Dropping Large Segments of Historical Data
Delete operations that run through the normal write path aren’t highly available if using the ALL consistency level. However, deletes that drop full shards of old historical data can be a bit more fault tolerant.
That’s because dropping shards goes through the Cluster Metadata service. Remember that shards are contiguous blocks of time ordered data. The most efficient way to drop a large amount of old historical data is to drop an entire shard or shard group.
These operations are performed against the CP cluster metadata service. The request can come into any server in the cluster and will be routed accordingly.
Tunable query consistency
The initial versions of clustering will check a single server that has a copy for each shard, making the effective consistency level
ONE. Later versions will enable tunable levels of consistency.
At the end of all this, you may ask, where does this design fall on the CAP spectrum? The answer is that it’s neither a pure CP or pure AP system. There is a part that is CP, but the data from that system is eventually consistent across the cluster. There are also parts that are AP, but that would cease to be available if there were a long enough partition between those nodes and the CP system.

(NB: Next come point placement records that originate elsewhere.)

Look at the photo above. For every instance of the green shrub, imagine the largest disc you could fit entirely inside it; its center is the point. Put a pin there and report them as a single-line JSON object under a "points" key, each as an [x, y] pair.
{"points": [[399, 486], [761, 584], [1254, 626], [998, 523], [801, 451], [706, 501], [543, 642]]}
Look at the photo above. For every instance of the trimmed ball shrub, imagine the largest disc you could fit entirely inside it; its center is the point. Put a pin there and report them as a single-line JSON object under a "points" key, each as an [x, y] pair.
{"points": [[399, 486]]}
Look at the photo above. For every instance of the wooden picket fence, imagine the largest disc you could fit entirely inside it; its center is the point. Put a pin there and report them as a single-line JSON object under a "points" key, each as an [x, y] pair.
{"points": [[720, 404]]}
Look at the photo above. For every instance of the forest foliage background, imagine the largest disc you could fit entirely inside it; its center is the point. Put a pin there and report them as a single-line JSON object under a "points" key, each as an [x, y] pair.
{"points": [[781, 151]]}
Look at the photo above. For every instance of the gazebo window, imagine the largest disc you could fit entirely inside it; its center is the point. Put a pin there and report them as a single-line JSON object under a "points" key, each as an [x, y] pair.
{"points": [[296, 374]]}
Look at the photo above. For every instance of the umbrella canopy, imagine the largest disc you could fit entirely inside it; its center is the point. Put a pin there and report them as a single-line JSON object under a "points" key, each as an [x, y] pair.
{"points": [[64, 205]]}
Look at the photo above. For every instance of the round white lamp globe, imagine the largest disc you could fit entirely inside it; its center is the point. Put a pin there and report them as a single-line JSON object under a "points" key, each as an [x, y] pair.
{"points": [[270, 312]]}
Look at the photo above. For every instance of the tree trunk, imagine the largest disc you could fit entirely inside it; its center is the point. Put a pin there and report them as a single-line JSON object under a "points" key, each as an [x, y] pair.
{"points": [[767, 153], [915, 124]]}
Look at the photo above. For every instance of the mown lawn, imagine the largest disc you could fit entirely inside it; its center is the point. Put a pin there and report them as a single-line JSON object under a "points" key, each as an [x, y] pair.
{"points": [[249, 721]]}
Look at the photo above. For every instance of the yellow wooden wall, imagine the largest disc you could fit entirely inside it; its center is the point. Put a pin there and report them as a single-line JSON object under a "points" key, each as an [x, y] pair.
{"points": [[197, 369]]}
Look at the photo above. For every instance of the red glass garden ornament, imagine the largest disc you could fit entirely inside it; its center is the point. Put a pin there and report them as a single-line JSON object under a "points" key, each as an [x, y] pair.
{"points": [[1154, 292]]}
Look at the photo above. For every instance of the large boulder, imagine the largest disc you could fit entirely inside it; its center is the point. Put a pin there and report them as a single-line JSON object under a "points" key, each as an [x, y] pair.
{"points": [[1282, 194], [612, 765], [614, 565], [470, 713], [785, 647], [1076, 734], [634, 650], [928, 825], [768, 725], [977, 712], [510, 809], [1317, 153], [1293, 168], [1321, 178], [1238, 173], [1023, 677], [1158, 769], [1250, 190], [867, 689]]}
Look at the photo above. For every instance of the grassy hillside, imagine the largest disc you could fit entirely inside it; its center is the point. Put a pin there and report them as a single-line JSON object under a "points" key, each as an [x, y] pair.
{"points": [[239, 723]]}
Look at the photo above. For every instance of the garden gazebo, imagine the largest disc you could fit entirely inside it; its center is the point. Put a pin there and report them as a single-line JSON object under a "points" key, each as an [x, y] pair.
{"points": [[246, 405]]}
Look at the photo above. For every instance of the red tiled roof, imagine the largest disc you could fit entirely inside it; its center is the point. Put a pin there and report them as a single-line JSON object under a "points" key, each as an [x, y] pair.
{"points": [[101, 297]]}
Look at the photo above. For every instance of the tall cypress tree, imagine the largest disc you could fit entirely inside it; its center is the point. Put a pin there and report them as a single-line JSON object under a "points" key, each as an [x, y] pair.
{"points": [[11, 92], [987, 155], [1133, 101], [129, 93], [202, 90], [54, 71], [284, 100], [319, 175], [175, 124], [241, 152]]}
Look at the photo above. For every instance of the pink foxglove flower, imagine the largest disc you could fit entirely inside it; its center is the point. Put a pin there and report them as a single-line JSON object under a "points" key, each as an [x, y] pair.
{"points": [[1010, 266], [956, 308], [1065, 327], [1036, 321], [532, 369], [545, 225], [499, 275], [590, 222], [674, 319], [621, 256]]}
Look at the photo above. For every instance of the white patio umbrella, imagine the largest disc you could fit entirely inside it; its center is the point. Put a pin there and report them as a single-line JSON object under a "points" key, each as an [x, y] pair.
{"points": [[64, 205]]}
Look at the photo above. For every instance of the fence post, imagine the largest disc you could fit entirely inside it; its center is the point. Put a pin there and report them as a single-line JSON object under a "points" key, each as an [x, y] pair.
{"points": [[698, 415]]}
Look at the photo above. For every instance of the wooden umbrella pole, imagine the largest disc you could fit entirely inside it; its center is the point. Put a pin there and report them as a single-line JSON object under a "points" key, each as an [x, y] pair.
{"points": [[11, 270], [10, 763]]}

There are many more things we could talk about with respect to the clustering design. Particularly around how each failure case will be handled. There are more in depth details that we could cover around deletes and updates to cluster metadata. Over the next few months we’ll work on documenting those things and fleshing out each case in detail. Those situations in a production environment matter more than whether it’s CP or AP and we’ll strive to provide as much information and data as we can.
This design is based on three iterations of clustering in InfluxDB. We’ve landed here based on trade-offs we felt were acceptable and by focusing on some of the most important parts of our use case: horizontal scalability with low write overhead. Feedback, thoughts, and even challenges are welcome!